By way of example, and there are many, the legislators sent the governor a law that will, effectively, shutter all needle exchange programs across the state – this instead of addressing the weakness of a public health infrastructure exposed by a devastating pandemic.
Never mind that the Centers for Disease Control and Prevention estimates that more than 88,000 people died of drug overdoses in the 12 months ending in August – the highest number of overdose deaths ever recorded in a year.
Never mind that West Virginia typically leads all states in both drug overdose and death rates.
Never mind that an HIV outbreak has reared its head in Kanawha County where cases linked to injection drug use increased from two in 2018 to at least 35 in 2020.
Never mind that needle exchange programs have proven to curtail the number of HIV and hepatitis C infections and deaths.
Never mind that the West Virginia Center on Budget Policy issued a report that said “the total economic damage caused by the drug crisis in West Virginia amounted to about $11.3 billion; in Kanawha County, the total reached $1.7 billion.”
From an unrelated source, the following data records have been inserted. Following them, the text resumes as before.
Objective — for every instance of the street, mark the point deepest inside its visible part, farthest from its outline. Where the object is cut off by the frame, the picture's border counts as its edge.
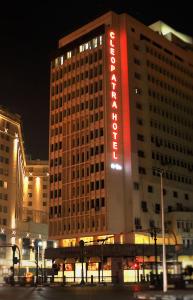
(59, 293)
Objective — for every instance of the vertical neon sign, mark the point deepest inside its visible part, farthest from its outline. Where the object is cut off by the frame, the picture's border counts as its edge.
(114, 100)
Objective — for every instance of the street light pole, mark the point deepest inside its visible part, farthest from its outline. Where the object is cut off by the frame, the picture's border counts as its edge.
(163, 235)
(37, 262)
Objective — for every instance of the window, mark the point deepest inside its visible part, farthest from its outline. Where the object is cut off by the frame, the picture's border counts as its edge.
(144, 206)
(150, 189)
(175, 194)
(157, 208)
(136, 186)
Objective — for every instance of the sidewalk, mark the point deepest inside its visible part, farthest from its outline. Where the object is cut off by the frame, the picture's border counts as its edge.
(169, 295)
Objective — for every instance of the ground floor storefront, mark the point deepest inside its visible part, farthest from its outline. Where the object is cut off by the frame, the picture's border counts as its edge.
(110, 263)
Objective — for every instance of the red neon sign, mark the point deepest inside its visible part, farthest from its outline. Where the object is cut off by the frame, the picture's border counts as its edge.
(113, 95)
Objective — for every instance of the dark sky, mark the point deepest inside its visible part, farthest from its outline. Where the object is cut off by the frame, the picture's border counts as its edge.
(29, 32)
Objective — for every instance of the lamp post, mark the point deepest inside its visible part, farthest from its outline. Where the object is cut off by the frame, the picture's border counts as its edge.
(37, 245)
(81, 244)
(154, 236)
(102, 255)
(164, 266)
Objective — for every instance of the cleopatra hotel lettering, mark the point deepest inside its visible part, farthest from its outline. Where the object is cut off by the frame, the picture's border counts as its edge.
(114, 98)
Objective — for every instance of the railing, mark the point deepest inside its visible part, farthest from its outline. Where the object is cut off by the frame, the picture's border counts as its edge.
(57, 281)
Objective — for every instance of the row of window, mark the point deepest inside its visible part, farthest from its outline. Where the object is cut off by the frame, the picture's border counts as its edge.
(55, 177)
(4, 136)
(87, 74)
(3, 209)
(168, 87)
(44, 195)
(150, 189)
(168, 61)
(85, 172)
(90, 89)
(80, 190)
(78, 207)
(4, 148)
(171, 116)
(4, 172)
(174, 176)
(172, 161)
(171, 130)
(144, 207)
(43, 203)
(161, 142)
(4, 160)
(90, 45)
(91, 104)
(56, 162)
(170, 75)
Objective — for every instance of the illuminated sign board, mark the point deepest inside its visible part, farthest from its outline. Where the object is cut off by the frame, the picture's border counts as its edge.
(114, 101)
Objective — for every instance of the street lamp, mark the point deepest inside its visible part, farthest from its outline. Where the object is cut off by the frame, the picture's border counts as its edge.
(38, 244)
(164, 266)
(154, 236)
(81, 244)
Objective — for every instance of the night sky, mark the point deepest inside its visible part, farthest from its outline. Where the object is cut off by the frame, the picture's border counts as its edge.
(29, 32)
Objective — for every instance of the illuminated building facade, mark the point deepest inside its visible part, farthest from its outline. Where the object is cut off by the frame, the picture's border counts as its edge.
(120, 110)
(24, 192)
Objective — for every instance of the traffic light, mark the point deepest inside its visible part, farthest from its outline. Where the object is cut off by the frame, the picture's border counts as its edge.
(26, 243)
(15, 260)
(55, 268)
(136, 266)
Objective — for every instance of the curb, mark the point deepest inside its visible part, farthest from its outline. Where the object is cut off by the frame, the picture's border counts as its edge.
(162, 296)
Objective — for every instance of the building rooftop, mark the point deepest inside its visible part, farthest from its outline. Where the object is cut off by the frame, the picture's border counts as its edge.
(179, 38)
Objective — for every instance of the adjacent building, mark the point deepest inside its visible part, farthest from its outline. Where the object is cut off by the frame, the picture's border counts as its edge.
(24, 194)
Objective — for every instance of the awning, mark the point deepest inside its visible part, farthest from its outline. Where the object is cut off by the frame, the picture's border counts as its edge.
(70, 261)
(59, 261)
(94, 259)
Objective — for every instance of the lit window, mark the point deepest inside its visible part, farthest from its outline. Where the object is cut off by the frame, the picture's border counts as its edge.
(81, 48)
(94, 42)
(69, 54)
(56, 62)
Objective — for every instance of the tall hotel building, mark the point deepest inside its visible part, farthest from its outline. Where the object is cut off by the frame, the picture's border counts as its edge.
(121, 107)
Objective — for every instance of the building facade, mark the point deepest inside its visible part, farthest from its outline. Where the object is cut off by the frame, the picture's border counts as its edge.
(24, 194)
(120, 120)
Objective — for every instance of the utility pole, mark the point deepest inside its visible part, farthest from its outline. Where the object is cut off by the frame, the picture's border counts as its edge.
(81, 244)
(14, 261)
(154, 236)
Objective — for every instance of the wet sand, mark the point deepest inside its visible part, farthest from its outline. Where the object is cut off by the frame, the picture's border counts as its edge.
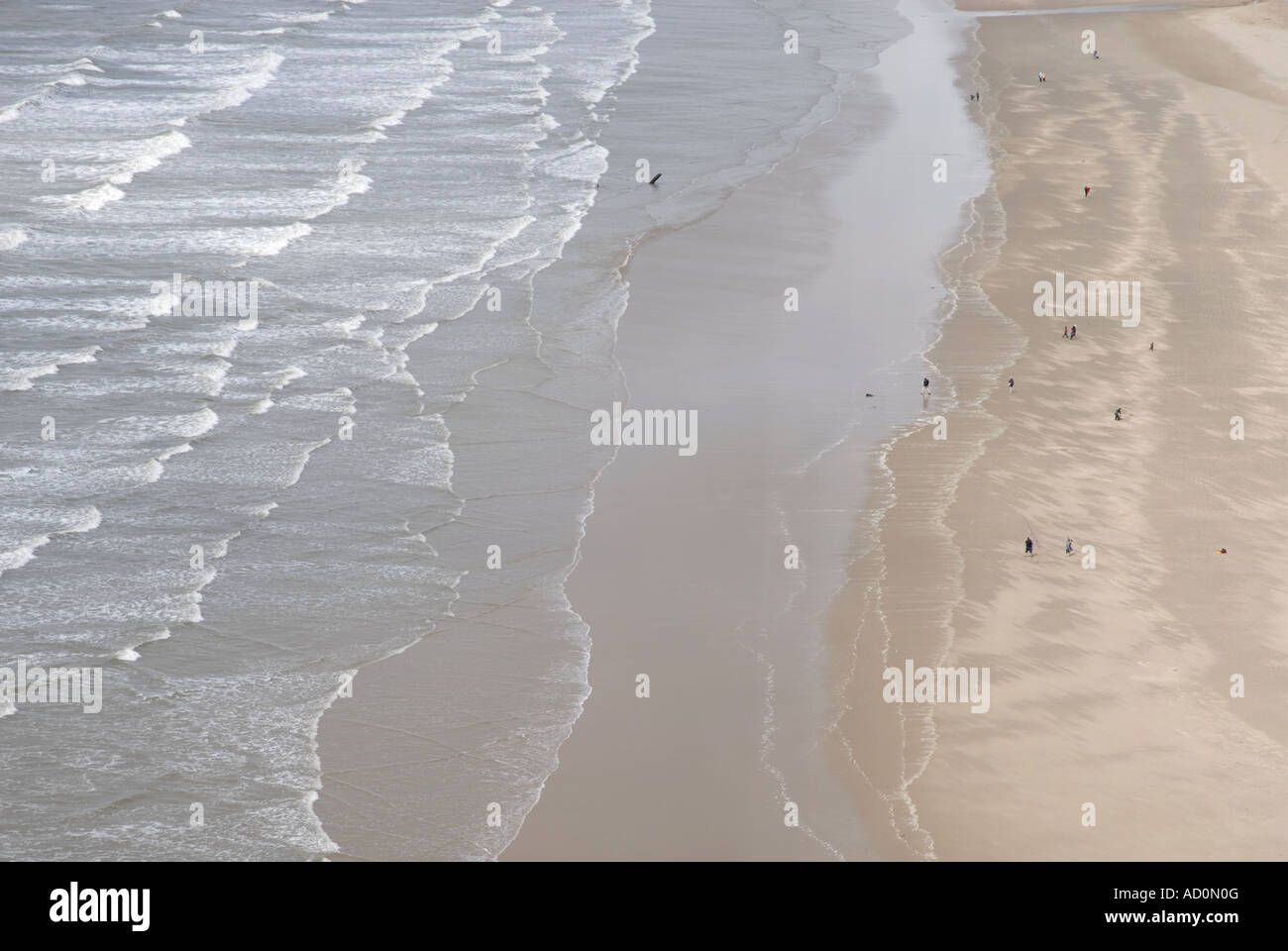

Never mind that the report went on to state that to treat the 35 new HIV cases reportedly related to intravenous drug use in 2020 will cost nearly $17 million.
Too many legislators believe what they hear in their inner circles, selective chat rooms protected from hard truths known by critical thinking.
They refuse, apparently, to study the science and research. They don’t even take the advice of the state’s own health director who, in testimony, advised the legislators not to pull the rug out from under the needle exchanges.
Their path, of course, is no way to develop public policy let alone write law.
But here we are, at the end of the session, and that legislation has wound its way through both the Senate and the House and sits on the governor’s desk, awaiting his signature.
He, of course, should veto the bill. But we have no confidence that the governor will do the right thing.
So, we will remind the governor of what he said during his state of the state address to kick off this session. He said his job, “first and foremost, it’s to look out after the health and safety of the people.”
So do that, Gov. Justice. Stay true to your own words, to your mission. Protect us from our lawmakers and veto this bill.